Vendrame Confartigianato: “accordo Ue Euro 7 sui camion non risolve il problema. Guardiamo ai biocarburanti”
“L’accordo politico sui nuovi standard di emissione Euro 7 per ridurre le emissioni inquinanti e fissare requisiti di durata delle batterie per autovetture, furgoni, autobus e camion, raggiunto nei giorni scorsi tra Parlamento e Consiglio Ue?
Per certi versi un compromesso un po’ ammorbidito rispetto alle premesse, a tutela della filiera automotive che non possiamo che condividere.
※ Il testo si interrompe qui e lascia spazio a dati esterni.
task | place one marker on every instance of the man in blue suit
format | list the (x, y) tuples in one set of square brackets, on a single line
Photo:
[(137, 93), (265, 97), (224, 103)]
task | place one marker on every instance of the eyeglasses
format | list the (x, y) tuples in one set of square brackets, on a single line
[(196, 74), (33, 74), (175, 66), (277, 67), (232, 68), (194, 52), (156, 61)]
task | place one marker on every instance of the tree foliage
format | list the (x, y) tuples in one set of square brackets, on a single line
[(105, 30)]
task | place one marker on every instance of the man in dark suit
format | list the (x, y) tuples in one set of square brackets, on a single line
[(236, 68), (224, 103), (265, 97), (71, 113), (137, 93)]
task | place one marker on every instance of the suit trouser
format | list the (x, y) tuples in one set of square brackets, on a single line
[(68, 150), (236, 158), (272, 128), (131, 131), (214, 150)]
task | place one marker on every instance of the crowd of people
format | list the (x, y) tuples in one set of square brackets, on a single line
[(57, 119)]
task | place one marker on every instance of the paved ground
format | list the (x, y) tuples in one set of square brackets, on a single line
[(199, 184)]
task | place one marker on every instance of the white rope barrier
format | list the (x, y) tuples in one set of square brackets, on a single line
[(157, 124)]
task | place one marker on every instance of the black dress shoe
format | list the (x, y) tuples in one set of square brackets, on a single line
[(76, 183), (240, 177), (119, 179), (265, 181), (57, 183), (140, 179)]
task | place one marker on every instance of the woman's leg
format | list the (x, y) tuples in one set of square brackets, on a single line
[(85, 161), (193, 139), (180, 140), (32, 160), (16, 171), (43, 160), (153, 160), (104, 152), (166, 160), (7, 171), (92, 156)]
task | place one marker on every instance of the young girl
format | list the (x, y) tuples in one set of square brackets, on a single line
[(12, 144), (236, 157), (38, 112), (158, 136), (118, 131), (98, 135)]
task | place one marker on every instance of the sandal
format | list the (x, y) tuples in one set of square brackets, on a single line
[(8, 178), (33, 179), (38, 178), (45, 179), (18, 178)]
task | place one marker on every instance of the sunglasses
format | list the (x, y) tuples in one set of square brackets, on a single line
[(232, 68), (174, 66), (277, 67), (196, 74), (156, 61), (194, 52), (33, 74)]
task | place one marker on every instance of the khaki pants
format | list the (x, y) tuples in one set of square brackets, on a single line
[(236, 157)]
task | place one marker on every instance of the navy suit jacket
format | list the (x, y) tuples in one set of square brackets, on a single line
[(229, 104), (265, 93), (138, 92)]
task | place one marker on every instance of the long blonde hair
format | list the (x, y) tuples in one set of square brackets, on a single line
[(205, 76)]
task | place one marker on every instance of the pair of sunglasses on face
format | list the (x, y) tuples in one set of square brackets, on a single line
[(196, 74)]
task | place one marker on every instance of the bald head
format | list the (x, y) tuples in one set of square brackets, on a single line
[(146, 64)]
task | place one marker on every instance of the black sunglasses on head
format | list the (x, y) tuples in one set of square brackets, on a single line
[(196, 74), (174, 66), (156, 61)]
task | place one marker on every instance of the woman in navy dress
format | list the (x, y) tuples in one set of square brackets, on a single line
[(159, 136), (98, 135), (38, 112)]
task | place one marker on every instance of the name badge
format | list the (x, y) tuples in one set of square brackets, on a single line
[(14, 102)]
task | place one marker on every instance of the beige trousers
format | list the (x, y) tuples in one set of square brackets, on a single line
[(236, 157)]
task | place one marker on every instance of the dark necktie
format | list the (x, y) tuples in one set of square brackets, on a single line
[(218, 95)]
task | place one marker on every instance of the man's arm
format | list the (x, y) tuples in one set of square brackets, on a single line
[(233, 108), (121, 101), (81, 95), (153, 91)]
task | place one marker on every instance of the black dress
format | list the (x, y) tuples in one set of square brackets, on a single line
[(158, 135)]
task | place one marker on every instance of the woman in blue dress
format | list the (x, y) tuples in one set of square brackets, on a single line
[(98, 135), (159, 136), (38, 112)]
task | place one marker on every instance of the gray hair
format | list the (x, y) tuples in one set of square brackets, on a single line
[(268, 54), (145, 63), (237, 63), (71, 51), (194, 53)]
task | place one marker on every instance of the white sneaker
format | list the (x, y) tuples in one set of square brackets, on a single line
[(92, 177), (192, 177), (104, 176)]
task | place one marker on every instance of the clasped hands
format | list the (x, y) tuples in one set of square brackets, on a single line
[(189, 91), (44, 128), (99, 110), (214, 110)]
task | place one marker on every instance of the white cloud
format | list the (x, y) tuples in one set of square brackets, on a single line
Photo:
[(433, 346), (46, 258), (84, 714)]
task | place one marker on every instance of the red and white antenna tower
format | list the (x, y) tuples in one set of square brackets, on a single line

Si mantengono ad esempio le attuali condizioni di test Euro 6 e i limiti sulle emissioni di scarico per le autovetture e i furgoni ma, per i nostri TIR, sembra portare all’introduzione di norme più rigorose in materia di emissioni, intervenendo sui limiti dei gas di scarico, sulle emissioni di pneumatici e freni e sulla durata delle batterie”.
A dichiararlo Danilo Vendrame Presidente Gruppo trasporti Confartigianato Imprese Marca Trevigiana che aggiunge “autotrasporto, politica, produttori, fornitori di energia, tutti sono concordi sulla necessità di una transizione ecologica ma siamo altrettanto consapevoli che si deve intervenire in modo giusto, pragmatico e non ideologico.
L’attuale generazione di biocombustibili ad esempio offre già oggi un’ampia gamma di prodotti a basse emissioni, che possono essere validi strumenti per traghettare gradualmente il trasporto pesante verso la neutralità climatica e offrire un’alternativa percorribile alla elettrificazione del settore che, almeno per ora, non è possibile.
E dato che, in Veneto, la bioraffineria di Porto Marghera è il primo esempio di riconversione, potrebbe essere proprio questo nel prossimo futuro un hub importante per uno sviluppo di una logistica green per tutto il Veneto.
Dato che l’autotrasporto artigiano opera in un raggio medio di 200-300 km, se tutto il parco veicolare che utilizza motori diesel lo facesse utilizzando biocombustibili, sicuramente ci troveremmo con uno scenario completamente diverso da quello attuale sotto il profilo delle emissioni di CO2 e il Veneto potrebbe essere una piattaforma logistica più sostenibile.
I dati sul parco circolante trasporto merci alimentati a gasolio in Veneto (Fonte ACI) dicono che 3 camion su 10 sono già Euro 6 e altrettanti Euro 5 e 4. In tutto 210 mila automezzi su 348 mila.